这是因为您指定的TextInputFormat生成LongWritable(行号)作为键,Text(行内容)作为值。因此默认的身份映射器将忠实地发出Longwritable和Text不变。由于您已将outputKeyClass指定为Text,因此映射器的键输出(LongWritable)与映射器输出归类系统(Text)所期望的键类型之间存在类不匹配。您在值字段上也会出现类似的不匹配,但系统首先在关键字段上失败。

要解决这个问题,你必须编写自己的mapper类,它采用LongWritable,Text并输出Text,Intwritable。

编辑:我只是仔细看看你的代码。你只是使用mapreduce框架在reducer中执行一个java jar,这似乎很明显违反了Hadoop的精神(使用MapReduce计算HDFS数据)。
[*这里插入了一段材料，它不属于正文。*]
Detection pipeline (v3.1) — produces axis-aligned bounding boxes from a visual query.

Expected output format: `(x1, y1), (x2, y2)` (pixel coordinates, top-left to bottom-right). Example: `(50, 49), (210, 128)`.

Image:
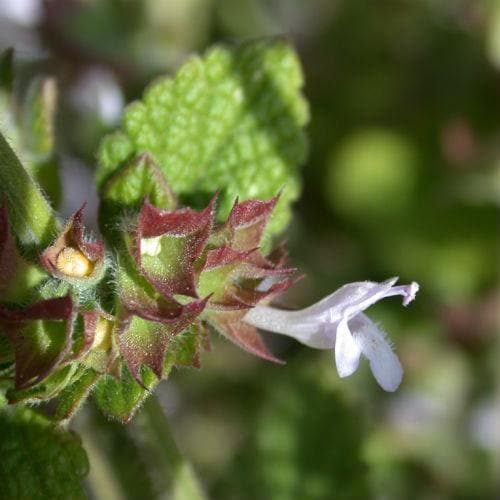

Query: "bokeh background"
(0, 0), (500, 500)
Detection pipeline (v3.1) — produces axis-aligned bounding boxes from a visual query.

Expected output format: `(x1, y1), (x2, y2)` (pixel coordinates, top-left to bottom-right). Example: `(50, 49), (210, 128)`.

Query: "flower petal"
(335, 320), (361, 377)
(351, 314), (403, 392)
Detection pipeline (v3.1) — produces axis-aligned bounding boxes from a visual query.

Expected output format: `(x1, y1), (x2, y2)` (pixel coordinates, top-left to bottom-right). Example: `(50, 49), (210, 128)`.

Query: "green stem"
(0, 133), (59, 250)
(136, 396), (207, 500)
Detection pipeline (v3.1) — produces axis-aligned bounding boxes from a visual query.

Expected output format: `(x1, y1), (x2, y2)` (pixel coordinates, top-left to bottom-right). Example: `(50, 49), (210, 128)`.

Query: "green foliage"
(99, 155), (176, 235)
(97, 40), (308, 234)
(0, 407), (88, 500)
(20, 78), (61, 206)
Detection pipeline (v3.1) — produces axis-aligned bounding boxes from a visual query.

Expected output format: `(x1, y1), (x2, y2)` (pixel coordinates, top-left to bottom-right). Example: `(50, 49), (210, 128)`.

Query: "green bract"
(97, 40), (308, 239)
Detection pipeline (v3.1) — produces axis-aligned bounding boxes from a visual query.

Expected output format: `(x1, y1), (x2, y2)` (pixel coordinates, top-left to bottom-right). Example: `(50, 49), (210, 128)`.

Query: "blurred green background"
(0, 0), (500, 500)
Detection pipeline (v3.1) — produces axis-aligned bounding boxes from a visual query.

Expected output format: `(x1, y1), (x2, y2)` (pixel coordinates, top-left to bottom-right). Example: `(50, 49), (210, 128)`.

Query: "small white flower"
(244, 278), (419, 391)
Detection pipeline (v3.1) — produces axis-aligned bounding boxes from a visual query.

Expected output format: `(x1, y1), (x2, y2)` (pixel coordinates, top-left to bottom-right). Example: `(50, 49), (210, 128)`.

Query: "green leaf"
(7, 365), (76, 404)
(99, 154), (176, 237)
(97, 40), (308, 238)
(94, 363), (172, 423)
(0, 407), (88, 500)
我实际上会重新检查你正在尝试用这个应用程序做什么,而不是花更多的时间来使它在mapreduce中工作。

答案 1 :(得分:0)

我修改了代码,如下所示:

    import java.io.*;
    import java.util.*;

    import org.apache.hadoop.fs.Path;
    import org.apache.hadoop.conf.*;
    import org.apache.hadoop.io.*;
    import org.apache.hadoop.mapred.*;
    import org.apache.hadoop.util.*;

    public class GatkWordCount {
       public static class Reduce extends MapReduceBase implements Reducer<LongWritable, Text, LongWritable, Text> {
         public void reduce(LongWritable key, Iterator<Text> values, OutputCollector<LongWritable, Text> output, Reporter reporter) throws IOException {
           String cmd = "java -jar /home/hduser/apps/hadoop/GenomeAnalysisTK.jar -T RealignerTargetCreator -R /user/hduser/gatkinput/gatkinput/ucsc.hg19.fasta -I /user/hduser/gatkinput/gatkinput/groupbam -known /user/hduser/gatkinput/gatkinput/Mills_and_1000G_gold_standard.indels.hg19.vcf -o /user/hduser/gatkinput/gatkinput/target_intervals.list";

    try{    
        System.out.println("GATK cmd===>"+cmd);
        Process p = Runtime.getRuntime().exec(cmd);
    p.waitFor();
    System.out.println("p.exitValue-->"+p.exitValue());
         } catch (Exception e){
        System.out.println("Exception-->"+e.getMessage());
    }
}}
      public static void main(String[] args) throws Exception {
         JobConf conf = new JobConf(GatkWordCount.class);
         conf.setJobName("GatkWordCount");

         conf.setReducerClass(Reduce.class);
         //conf.setMapperClass(Map.class);

         conf.setOutputKeyClass(LongWritable.class);
         conf.setOutputValueClass(Text.class);


         conf.setInputFormat(TextInputFormat.class);
         conf.setOutputFormat(TextOutputFormat.class);

         FileInputFormat.setInputPaths(conf, new Path(args[0]));
         FileOutputFormat.setOutputPath(conf, new Path(args[1]));

         JobClient.runJob(conf);
       }
    }
  

[1]现在,执行中没有问题,但是将工作减少到66%   [2] userlogs /../ stderr文件中没有错误。甚至system.out.println   在stdout文件中打印,但system.out.println是连续的   在stdout文件中打印? [3] p.exitValue - &gt;在代码中打印1表示作业异常终止但日志中没有问题。   你能否告诉我这段代码的问题或建议一种执行jar文件的替代方法?   PS:我不能对答案投票,因为没有15个声望。   感谢。